Does the built-in organic movement support arbitrary gravity directions?

No, organic movement only supports standard downward gravity. The gravity strength can be scaled however, with the smallest allowed scaling factor being 0 (i.e. no gravity).



Can I also use C++ with the GMC?

Of course. While the GMC aims to make Blueprint-only development as feasible as possible, the plugin itself is completely written in C++ and there are absolutely no restrictions to using C++ with it whatsoever. Additionally, the Blueprint interface can be disabled entirely to eliminate any overhead for people who want to use C++ exclusively.



How is the performance of the GMC compared to Unreal’s CharacterMovementComponent class?

No systematic tests have been done yet, but empirically it can be said that the performance of the GMC’s OrganicMovementComponent is in the same ballpark as that of the CharacterMovementComponent, provided you choose a similar setup (which includes deactivating advanced GMC features that the CharacterMovementComponent doesn’t even have and disabling the Blueprint interface). Out of the box, the GMC is configured to be beginner-friendly and to produce high-quality replicated movement with minimal effort. Performance means nothing if the game doesn’t function as intended, so the GMC prioritizes ease of use and robustness over performance by default. However, a core strength of the plugin lies in its flexibility, many parameters can be adjusted to trade performance for accuracy or comfort when necessary. For very demanding games you also have the option to create a custom movement component optimized for your particular application on top of the GMC’s replication component (advanced users only). There is currently no template available specifically for using masses of pawns with the GMC, for such extreme use cases I only recommend the plugin to experienced users for now (who have the ability to implement the necessary optimizations themselves). Lastly, I want to point out that questions like How long does the GMC take for one frame? are quite meaningless – in addition to many other factors the time obviously depends on the particular CPU that is being used.



Which development platforms are supported?

Only Win64 is officially supported. The GMC technically works on any platform that can run Unreal, but if you want to use it on something other than Windows (and Visual Studio if you are using C++) you have to build the plugin yourself and may need to fix some minor compilation errors or platform specific issues.



Does every individual developer on a team need a license for the plugin?

Yes, according to Epic’s EULA (https://www.unrealengine.com/eula/content), plugins are per seat (unlike content assets).
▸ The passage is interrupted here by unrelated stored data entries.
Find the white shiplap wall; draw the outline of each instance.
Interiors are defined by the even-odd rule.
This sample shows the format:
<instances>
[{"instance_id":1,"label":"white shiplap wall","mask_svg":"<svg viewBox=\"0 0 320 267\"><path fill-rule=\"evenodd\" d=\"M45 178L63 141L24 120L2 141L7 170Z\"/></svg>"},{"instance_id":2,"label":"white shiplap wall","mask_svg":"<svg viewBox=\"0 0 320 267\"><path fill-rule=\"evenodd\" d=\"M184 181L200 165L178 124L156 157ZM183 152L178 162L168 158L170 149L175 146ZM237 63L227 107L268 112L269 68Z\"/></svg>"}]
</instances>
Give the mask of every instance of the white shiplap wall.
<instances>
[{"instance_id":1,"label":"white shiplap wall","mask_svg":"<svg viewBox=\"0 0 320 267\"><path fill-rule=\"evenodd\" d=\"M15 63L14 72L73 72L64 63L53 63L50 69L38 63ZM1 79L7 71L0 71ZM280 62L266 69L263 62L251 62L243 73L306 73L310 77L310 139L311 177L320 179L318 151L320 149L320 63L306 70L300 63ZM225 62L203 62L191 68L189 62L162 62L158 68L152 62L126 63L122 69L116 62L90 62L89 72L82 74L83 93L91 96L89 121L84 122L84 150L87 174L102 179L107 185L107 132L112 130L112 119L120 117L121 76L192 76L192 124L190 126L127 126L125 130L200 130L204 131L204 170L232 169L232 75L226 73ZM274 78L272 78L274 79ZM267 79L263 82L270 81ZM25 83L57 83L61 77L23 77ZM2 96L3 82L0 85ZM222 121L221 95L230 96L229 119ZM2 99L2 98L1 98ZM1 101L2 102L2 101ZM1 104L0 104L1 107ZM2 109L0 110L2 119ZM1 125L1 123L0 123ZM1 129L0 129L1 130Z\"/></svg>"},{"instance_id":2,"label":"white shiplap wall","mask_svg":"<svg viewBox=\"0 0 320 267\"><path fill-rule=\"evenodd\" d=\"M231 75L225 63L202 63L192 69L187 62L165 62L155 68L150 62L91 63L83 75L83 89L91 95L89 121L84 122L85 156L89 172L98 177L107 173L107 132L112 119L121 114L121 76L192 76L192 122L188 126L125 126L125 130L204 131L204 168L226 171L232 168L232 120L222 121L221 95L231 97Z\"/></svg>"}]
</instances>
The following is stated in the Marketplace Content Addendum section of the EULA:

Plugins may be offered to you on a per user basis. Such Plugins may only be used by the number of users that you have purchased licenses for.

Please note that these are Epic’s terms and that I am not able to provide further clarifications on the EULA. If you have any doubts regarding licensing contact Epic directly or consult a lawyer.

Additionally, you can only verify one Discord account per purchase for the support server.